This paper describes a method for magnetic bead-based isolation of murine endothelial cells from dermal lymphatic capillaries. The isolated lymphatic endothelial cells can be used for downstream in vitro experiments and protein expression analysis.
The lymphatic system participates in the regulation of immune surveillance, lipid absorption, and tissue fluid balance. The isolation of murine lymphatic endothelial cells is an important process for lymphatic research, as it allows the performance of in vitro and biochemical experiments on the isolated cells. Moreover, the development of Cre-lox technology has enabled the tissue-specific deficiency of genes that cannot be globally targeted, leading to the precise determination of their role in the studied tissues. The dissection of the role of certain genes in lymphatic physiology and pathophysiology requires the use of lymphatic-specific promoters, and thus, the experimental verification of the expression levels of the targeted genes.
Methods for efficient isolation of lymphatic endothelial cells from wild-type or transgenic mice enable the use of ex vivo and in vitro assays to study the mechanisms regulating the lymphatic functions and the identification of the expression levels of the studied proteins. We have developed, standardized and present a protocol for the efficient isolation of murine dermal lymphatic endothelial cells (DLECs) via magnetic bead purification based on LYVE-1 expression. The protocol outlined aims to equip researchers with a tool to further understand and elucidate important players of lymphatic endothelial cell functions, especially in facilities where fluorescence-activated cell sorting equipment is not available.
The lymphatic system plays a pivotal role in human physiology. It is considered a vital homeostatic factor, that facilitates important functions, such as the maintenance of tissue-plasma fluid balance, immune surveillance, and lipid absorption1, as well as recently-identified functions, such as the repair ability of the heart2 and regenerative capacity of bone and hematopoiesis3. Despite the significant role of the lymphatic system, several aspects of the role of the lymphatics, as well as the molecular mechanisms governing certain physiological parameters and responses remain elusive. Moreover, lymphatic vascular defects are triggering or deteriorating factors in certain pathophysiological conditions. Well-known examples are the primary and secondary lymphedemas, depending on the genetic or non-genetic origin of the disease, respectively, while the role of the lymphatic system on primary tumor growth and metastatic dissemination is pivotal, as it can act as a conduit for metastasis and modulator of immune functions1.

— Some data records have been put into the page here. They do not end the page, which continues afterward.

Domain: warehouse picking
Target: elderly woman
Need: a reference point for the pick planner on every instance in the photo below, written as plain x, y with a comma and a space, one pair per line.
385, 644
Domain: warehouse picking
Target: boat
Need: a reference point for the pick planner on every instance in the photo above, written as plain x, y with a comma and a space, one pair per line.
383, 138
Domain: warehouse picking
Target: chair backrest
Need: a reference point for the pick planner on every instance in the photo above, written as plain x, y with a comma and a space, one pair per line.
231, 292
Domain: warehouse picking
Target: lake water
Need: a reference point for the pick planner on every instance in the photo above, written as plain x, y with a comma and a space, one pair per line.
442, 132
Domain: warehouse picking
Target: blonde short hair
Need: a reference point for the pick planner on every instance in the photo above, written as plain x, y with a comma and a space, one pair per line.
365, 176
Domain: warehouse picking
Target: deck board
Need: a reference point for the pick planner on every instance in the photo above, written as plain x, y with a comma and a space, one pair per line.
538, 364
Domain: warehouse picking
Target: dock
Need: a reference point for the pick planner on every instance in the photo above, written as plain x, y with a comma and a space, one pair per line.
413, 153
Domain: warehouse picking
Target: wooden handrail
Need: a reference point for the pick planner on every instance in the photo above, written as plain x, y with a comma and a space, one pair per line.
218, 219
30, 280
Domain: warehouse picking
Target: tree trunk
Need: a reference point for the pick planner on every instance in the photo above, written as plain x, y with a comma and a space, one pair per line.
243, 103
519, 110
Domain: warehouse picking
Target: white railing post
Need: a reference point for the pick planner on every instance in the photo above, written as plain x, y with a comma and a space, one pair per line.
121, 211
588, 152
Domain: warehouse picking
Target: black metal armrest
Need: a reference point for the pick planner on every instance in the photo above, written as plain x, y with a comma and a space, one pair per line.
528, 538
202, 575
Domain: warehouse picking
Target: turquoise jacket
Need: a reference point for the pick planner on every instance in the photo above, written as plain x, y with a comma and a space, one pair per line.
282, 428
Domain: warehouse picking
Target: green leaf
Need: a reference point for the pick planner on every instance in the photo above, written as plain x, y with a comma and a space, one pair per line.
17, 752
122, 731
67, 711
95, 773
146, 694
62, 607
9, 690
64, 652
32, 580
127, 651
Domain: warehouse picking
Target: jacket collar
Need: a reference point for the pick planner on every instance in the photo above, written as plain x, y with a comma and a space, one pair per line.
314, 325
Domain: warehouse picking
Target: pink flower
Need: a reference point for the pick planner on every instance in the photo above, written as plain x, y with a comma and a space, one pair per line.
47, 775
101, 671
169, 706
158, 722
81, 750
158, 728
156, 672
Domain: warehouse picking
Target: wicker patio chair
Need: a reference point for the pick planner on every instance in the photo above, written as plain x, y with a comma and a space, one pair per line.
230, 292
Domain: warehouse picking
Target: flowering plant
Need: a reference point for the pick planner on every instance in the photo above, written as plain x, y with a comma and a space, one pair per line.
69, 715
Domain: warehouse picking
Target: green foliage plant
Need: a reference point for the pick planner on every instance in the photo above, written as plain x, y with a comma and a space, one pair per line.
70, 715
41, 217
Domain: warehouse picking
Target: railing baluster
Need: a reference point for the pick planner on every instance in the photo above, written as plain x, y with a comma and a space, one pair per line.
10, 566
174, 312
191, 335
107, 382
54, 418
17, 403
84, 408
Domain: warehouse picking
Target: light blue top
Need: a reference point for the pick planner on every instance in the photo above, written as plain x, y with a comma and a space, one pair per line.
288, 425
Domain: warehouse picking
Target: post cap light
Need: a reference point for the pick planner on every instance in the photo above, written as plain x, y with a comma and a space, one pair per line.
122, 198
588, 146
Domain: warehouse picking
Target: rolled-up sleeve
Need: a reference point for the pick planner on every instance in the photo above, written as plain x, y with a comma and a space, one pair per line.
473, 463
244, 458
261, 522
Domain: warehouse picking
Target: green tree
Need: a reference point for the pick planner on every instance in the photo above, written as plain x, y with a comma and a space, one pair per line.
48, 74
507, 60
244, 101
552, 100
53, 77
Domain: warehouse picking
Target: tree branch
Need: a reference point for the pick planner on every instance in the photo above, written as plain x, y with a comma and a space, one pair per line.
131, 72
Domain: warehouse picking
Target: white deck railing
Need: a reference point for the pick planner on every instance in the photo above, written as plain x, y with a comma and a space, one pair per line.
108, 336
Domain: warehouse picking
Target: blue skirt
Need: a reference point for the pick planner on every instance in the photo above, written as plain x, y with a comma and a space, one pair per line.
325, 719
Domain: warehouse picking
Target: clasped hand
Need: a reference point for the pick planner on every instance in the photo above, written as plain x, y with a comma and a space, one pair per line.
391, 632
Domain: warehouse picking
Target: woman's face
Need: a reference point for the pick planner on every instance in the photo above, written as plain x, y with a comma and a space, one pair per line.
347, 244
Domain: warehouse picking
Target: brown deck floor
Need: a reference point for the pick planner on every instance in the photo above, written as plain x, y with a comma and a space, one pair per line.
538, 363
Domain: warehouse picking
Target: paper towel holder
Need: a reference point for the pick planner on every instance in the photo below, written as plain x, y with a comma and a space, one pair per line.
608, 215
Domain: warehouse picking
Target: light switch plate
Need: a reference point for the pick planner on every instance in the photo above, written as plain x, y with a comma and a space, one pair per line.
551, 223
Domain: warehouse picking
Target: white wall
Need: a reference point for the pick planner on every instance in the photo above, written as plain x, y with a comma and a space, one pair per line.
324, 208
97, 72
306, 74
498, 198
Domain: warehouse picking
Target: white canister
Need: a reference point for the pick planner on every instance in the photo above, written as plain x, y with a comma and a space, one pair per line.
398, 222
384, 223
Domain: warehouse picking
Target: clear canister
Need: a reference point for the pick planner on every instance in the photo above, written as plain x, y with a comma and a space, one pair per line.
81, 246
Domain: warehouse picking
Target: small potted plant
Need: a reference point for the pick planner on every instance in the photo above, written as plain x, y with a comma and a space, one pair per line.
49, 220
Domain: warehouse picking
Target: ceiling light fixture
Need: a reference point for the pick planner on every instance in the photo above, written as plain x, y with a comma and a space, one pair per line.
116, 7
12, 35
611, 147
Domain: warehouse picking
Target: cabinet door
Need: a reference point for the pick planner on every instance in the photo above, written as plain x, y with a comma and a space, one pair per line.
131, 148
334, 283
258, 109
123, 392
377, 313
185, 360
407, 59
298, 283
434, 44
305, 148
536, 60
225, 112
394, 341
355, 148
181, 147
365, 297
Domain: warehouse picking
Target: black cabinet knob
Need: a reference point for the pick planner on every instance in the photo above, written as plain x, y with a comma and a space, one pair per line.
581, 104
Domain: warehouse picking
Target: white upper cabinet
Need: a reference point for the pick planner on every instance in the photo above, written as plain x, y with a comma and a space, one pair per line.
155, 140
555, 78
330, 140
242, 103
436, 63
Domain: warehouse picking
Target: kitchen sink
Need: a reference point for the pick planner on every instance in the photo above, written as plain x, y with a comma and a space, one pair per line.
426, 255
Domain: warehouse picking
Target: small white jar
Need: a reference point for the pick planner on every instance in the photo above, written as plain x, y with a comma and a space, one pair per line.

The lag in the study and knowledge of the lymphatic compared to the blood vasculature is mainly due to the later discovery of the lymphatic system in comparison with the blood vascular system and the delay in the identification of lymphatic-specific molecular markers. This has greatly improved in recent decades, leading to the alteration of the conventional picture of the lymphatics at steady state and in diseased conditions1. Similar to angiogenesis, lymphangiogenesis is the formation of new lymphatic vessels from pre-existing ones and plays a pivotal role in the development of a wide spectrum of diseases4,5,6. However, unlike angiogenesis, the investigation of lymphangiogenesis has been limited to mostly in vivo models focusing on developmental vessel formation and structural defects in pathological models. The isolation of the lymphatic endothelial cells is important for in vitro studies, and this can be provided by the presented protocol.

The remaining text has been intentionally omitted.